How to exhibit Religion?
During the period of the fellowship I was hoping to deepen my research focus on "Religion and Art? Contemporary Interpretations of Veiling, Calligraphy, Mashrabiyya, etc." or (another working title) "Neo-Orientalism and postcolonial criticism in current exhibitions".
As is often the case, things never turn out as planned: after the first intensive research that would soon be adopted in graceful words, the events began: The international HERA research project "Iconic religion. How Imaginaries of Religious Encounter structure Urban Space" was granted approval! The interdisciplinary research group focuses on religious icons and icons of religious encounter in the metropoles Amsterdam, Berlin and London. In order to consider the complex nature of icons and to analyse how the religious dimension may become dominant over other dimensions of meaning, Iconic Religion combines spatial, material-aesthetic, visual analysis, and communicative-semiotic approaches with discourse analysis and reception studies. As a result of the approved project, my work here in Bochum shifted to the question of how to exhibit religion, for part of the "Iconic Religion" project includes the concept for an exhibition, as a form of knowledge transfer the exhibition is to show about 100 photos bundling the results of the international research.

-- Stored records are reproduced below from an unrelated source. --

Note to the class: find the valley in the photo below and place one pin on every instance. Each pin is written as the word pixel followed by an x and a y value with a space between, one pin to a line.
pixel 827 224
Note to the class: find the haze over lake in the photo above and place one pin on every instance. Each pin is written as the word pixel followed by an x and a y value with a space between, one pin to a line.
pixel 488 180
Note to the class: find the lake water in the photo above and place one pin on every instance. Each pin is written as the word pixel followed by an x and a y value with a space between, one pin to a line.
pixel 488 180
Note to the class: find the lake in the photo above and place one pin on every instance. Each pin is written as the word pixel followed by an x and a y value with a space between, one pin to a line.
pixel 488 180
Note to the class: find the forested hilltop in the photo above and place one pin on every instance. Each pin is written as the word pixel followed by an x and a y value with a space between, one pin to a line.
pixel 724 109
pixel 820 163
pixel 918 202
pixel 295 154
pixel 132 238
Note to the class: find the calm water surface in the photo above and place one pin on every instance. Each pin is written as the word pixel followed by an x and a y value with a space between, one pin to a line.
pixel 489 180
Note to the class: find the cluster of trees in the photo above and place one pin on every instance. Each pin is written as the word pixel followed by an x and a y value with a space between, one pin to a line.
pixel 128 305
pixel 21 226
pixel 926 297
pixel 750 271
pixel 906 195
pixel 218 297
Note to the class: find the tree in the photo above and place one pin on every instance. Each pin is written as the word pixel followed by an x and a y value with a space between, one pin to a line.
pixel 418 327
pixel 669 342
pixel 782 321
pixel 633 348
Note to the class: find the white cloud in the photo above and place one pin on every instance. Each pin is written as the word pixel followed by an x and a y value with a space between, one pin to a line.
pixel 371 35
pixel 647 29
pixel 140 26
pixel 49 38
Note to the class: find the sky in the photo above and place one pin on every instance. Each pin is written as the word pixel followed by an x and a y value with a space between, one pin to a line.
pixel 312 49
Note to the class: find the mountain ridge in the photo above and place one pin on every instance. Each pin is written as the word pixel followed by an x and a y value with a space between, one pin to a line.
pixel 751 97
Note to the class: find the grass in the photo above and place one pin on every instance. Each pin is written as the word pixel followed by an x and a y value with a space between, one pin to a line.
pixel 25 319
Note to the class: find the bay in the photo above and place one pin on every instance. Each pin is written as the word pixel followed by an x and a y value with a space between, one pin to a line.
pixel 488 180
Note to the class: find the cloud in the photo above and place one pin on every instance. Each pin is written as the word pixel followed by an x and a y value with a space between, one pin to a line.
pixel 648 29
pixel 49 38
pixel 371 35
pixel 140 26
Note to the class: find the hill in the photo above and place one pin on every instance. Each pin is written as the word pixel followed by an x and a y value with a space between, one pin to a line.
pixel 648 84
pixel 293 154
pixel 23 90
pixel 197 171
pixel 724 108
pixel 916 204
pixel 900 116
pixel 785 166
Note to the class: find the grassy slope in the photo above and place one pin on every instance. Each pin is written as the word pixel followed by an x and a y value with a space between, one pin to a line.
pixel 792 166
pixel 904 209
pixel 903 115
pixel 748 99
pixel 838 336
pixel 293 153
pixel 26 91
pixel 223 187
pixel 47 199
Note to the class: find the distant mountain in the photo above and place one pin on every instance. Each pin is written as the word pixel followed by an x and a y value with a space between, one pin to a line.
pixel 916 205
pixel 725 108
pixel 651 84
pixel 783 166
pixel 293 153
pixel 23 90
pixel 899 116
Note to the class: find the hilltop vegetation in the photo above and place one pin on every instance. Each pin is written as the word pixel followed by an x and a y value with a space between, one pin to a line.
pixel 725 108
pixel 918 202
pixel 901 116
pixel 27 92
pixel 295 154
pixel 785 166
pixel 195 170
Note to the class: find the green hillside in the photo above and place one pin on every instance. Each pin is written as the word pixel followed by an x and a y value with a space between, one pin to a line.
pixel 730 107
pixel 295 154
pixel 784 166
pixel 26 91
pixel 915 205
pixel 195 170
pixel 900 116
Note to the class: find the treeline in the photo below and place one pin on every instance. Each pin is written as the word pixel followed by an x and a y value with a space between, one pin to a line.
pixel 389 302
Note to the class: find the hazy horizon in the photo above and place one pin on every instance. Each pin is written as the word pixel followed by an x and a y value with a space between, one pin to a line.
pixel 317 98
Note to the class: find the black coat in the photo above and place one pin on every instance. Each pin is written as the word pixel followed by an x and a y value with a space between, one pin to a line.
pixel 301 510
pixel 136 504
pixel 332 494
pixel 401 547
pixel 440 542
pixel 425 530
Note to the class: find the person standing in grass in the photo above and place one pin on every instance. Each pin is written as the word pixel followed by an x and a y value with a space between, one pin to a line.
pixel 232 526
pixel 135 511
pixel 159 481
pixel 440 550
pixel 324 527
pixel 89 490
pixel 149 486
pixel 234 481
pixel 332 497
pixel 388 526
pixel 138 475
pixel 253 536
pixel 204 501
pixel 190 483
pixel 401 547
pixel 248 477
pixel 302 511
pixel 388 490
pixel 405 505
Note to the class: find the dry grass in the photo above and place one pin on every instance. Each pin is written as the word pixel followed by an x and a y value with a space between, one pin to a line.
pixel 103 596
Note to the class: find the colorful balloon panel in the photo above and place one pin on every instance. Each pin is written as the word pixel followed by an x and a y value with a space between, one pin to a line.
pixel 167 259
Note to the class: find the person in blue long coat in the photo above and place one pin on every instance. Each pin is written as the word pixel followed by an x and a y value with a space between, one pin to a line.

Photographs are constantly shifting between documentation and interpretation, that means they depict both an interpreted and a documented reality. The exhibition in the HERA-project is about to face a great challenge! It aims to transfer and produce knowledge. In order to doing so the project will firstly integrate religious communities. Thus, the decision to choose particular photos could be discussed in advance with members of the local religious communities. Secondly it will use participatory methods, for instance focus groups that will be deployed in the course of developing the exhibition. Thirdly the project will foster communication between the exhibition professionals and potential visitors that will give rise to a multiperspective view on the photographs presented, reflecting the complexity of religious and cultural encounters. All these steps and approaches will lead to the message: Exhibitions can be a space for transferring knowledge about the dynamics in the history of religions.